Le procès de Charles Blé Goudé à Abidjan livre tous ses secrets
Par Jean Kelly Kouassi
Publié le 09 novembre 2019 à 08:00 | mis à jour le 09 novembre 2019 à 08:00

La décision de la Justice ivoirienne de poursuivre l'ancien ministre Charles Blé Goudé, pour des faits liés à la crise post-électorale de 2010-2011, suscite de vives réactions au sein de la classe politique. Après le PDCI-RDA et plusieurs leaders de la société civile, c'est le tour du COJEP, formation politique dirigée par l'ex-pensionnaire de la prison de Scheveningen à la Haye, de monter au créneau pour crier son indignation. Vendredi 8 novembre 2019, lors d'une conférence tenue à Abidjan, Dr. Patrice Saraka, secrétaire général du Parti de Blé Goudé, a ouvertement dénoncé un "harcèlement politique" dirigé contre son président.

Patrice Saraka dénonce les nouvelles poursuites contre Charles Blé Goudé

Ce vendredi 8 novembre la Direction du Cojep, le parti de Charles Blé Goudé a donné une conférence de Presse à Abidjan pour donner sa position sur la procédure ouverte contre son leader Charles Blé Goudé.

Voici les propos liminaires du Dr Patrice Konan Saraka, Secrétaire Général du Cojep.

Les faits

Arrêté le 17 janvier 2013 au Ghana et détenu à la DST pendant 14 mois (du 18 janvier 2013 au 22 mars 2014), le pouvoir et la justice ivoirienne qui avaient toute la latitude de juger le Ministre Charles Blé Goudé ont volontairement renoncé malgré l’insistance des avocats à ce droit légitime, en le transférant à La Haye, le 22 mars 2014.

Le Leader du Cojep qui ne se reproche rien s’est soumis à cette procédure. L'Etat ivoirien a maladroitement tenté d'être partie prenante à ce procès. Laquelle demande a été catégoriquement rejetée.

82 témoins au total se sont succédés. À l’issue de la procédure la chambre a décidé d’acquitter purement et simplement Charles Blé Goudé qui, en homme libre se trouve actuellement en Hollande.

Dix (10 mois) après cet acquittement, à l’étonnement général la justice ivoirienne décide de le poursuivre pour des faits pour le moins curieux : ‘’crimes contre des prisonniers de guerre’’

Après deux reports consécutifs, les accusations de crimes contre prisonniers de guerre se sont transformées subitement en ‘’viol, homicide volontaire et torture’’. Tout cela frise l’improvisation.

Notre analyse

Nous constatons que la sous-traitance du dossier Charles Blé Goudé ayant échoué à la Cour Pénale Internationale, le pouvoir ivoirien tente d’utiliser l’appareil judiciaire pour faire aboutir son propre agenda politique ; donnant ainsi l’impression de regretter ce transfèrement.

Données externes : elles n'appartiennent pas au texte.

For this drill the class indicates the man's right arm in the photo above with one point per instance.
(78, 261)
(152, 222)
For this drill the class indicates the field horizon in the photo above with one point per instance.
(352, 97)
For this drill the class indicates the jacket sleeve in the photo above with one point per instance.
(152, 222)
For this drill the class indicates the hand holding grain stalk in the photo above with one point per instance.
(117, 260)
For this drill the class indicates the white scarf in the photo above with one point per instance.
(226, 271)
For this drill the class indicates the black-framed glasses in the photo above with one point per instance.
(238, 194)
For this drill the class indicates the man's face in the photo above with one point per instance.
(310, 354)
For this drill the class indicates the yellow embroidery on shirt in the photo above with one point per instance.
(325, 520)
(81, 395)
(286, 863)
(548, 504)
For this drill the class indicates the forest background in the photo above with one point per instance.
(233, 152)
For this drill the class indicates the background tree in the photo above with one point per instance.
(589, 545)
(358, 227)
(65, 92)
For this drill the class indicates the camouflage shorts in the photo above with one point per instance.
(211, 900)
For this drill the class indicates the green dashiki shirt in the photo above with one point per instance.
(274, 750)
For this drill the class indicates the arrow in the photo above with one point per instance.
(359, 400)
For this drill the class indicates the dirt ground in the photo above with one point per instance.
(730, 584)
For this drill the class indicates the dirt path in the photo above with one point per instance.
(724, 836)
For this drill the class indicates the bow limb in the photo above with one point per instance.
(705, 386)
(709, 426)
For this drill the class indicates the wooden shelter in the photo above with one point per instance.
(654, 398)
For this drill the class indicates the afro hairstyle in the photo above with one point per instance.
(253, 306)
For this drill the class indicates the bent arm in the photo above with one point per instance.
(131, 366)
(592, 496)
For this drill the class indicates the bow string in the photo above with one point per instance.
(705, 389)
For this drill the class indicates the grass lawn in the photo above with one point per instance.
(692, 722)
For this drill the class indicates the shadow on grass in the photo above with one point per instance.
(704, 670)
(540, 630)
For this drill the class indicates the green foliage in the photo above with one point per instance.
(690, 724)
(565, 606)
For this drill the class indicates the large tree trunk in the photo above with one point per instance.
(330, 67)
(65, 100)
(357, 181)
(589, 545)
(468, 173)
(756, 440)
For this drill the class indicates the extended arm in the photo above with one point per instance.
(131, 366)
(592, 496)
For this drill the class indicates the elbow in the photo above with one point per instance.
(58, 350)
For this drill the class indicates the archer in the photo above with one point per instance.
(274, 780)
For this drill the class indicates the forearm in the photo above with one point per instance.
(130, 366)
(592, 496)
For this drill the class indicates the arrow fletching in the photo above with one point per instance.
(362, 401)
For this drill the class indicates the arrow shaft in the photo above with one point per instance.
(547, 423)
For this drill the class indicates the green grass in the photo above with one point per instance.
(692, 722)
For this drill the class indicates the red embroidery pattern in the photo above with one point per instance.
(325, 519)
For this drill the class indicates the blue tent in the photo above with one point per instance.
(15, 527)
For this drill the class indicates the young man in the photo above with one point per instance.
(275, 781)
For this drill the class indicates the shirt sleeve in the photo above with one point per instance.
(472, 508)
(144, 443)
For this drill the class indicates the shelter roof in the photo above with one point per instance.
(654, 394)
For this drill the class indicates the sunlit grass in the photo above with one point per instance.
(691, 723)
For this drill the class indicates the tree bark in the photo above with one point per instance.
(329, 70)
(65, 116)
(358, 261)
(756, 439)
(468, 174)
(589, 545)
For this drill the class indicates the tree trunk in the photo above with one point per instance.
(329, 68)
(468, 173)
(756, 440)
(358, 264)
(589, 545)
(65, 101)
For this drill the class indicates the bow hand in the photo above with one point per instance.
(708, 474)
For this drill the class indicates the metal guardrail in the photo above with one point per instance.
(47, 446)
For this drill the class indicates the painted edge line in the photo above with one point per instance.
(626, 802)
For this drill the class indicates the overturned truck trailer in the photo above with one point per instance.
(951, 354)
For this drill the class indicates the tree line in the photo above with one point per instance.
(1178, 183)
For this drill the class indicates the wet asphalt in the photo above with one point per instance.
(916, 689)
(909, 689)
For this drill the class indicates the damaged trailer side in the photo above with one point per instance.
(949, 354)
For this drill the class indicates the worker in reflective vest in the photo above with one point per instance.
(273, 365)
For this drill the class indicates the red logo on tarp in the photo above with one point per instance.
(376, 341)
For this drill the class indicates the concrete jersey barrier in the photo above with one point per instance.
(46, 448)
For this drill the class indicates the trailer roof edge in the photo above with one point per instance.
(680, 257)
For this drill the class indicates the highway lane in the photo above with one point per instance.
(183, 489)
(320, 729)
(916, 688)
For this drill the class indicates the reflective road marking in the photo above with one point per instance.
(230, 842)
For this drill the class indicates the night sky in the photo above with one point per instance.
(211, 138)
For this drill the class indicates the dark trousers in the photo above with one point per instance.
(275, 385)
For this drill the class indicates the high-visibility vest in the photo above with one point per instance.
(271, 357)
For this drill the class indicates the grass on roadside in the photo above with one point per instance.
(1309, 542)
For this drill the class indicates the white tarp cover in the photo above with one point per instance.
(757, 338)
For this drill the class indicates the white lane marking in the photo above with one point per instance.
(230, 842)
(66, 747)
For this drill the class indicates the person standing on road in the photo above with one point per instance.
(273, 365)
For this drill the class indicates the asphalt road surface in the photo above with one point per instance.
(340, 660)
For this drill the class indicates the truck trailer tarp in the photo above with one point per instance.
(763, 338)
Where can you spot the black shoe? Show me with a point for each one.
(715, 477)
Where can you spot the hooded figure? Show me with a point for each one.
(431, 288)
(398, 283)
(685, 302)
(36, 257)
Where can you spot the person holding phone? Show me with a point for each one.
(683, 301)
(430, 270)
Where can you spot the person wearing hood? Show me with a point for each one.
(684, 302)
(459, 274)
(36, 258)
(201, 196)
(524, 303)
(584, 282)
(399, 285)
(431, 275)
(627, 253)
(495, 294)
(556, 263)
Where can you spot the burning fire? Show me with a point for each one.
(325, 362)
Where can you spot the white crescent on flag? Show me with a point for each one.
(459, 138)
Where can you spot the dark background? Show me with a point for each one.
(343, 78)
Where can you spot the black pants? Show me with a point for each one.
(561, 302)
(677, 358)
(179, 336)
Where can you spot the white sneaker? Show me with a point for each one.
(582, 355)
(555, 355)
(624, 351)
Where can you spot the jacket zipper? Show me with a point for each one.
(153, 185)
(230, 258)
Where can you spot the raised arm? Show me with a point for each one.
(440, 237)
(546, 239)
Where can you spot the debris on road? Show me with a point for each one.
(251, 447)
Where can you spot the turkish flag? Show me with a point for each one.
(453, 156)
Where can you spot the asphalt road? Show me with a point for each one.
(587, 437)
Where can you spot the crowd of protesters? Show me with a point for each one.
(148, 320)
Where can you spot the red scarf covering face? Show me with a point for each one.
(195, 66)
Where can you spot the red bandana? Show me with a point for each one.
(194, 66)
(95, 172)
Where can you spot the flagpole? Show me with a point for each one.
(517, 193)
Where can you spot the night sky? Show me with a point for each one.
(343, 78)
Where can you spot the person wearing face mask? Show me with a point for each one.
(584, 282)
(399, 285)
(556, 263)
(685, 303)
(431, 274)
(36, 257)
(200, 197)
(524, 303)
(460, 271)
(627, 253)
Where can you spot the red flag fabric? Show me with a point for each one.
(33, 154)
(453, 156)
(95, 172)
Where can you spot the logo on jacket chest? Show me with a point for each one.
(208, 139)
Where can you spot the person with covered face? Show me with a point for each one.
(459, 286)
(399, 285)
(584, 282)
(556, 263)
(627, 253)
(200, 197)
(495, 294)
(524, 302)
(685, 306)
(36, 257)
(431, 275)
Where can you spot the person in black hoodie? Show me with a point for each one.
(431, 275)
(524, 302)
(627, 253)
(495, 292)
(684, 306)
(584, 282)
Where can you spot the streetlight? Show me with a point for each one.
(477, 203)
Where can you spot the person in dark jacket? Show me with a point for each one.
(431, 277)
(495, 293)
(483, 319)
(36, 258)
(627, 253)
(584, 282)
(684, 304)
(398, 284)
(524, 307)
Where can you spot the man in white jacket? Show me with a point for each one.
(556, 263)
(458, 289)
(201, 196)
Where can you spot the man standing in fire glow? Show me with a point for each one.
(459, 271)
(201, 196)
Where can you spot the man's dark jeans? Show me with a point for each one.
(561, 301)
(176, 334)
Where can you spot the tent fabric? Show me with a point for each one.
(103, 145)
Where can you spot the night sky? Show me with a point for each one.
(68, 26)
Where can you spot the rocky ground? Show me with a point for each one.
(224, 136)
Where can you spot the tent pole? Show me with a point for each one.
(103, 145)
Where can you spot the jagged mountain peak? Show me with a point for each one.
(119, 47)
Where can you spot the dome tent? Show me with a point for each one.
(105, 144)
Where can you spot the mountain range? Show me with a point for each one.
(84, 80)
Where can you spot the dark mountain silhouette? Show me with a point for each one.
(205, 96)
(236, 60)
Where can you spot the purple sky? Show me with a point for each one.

À la réalité, au vu de la variation des accusations en l’espace de trois semaines, le Cojep conclut légitimement que la justice ivoirienne ne sait pas pourquoi elle poursuit CBG.

La vérité c’est que Charles Blé Goudé n’est pas poursuivi pour ce qu’il a fait mais pour ce qu’il est, pour ce qu’il représente c’est-à-dire un leader charismatique, un adversaire politique redoutable.

Mesdames et messieurs les journalistes, le régime ivoirien s'acharne contre le Ministre Charles Blé Goudé pour l’empêcher de participer pleinement à la vie politique en Côte d’Ivoire.

Les autorités ivoiriennes affichent ainsi clairement leur volonté d'écarter un adversaire politique qui vient d'être élu Président d'un parti politique bien structuré et en plein ascension, en l’occurrence le Cojep.

La position du COJEP

Le Cojep dénonce ce harcèlement politique contre son Président ;

Le Cojep dénonce l’utilisation de la justice à des fins politiques ;

Le Cojep réitère sa volonté librement choisie d’aller à la Paix et à la réconciliation, une réconciliation qu’il veut sincère et inclusive.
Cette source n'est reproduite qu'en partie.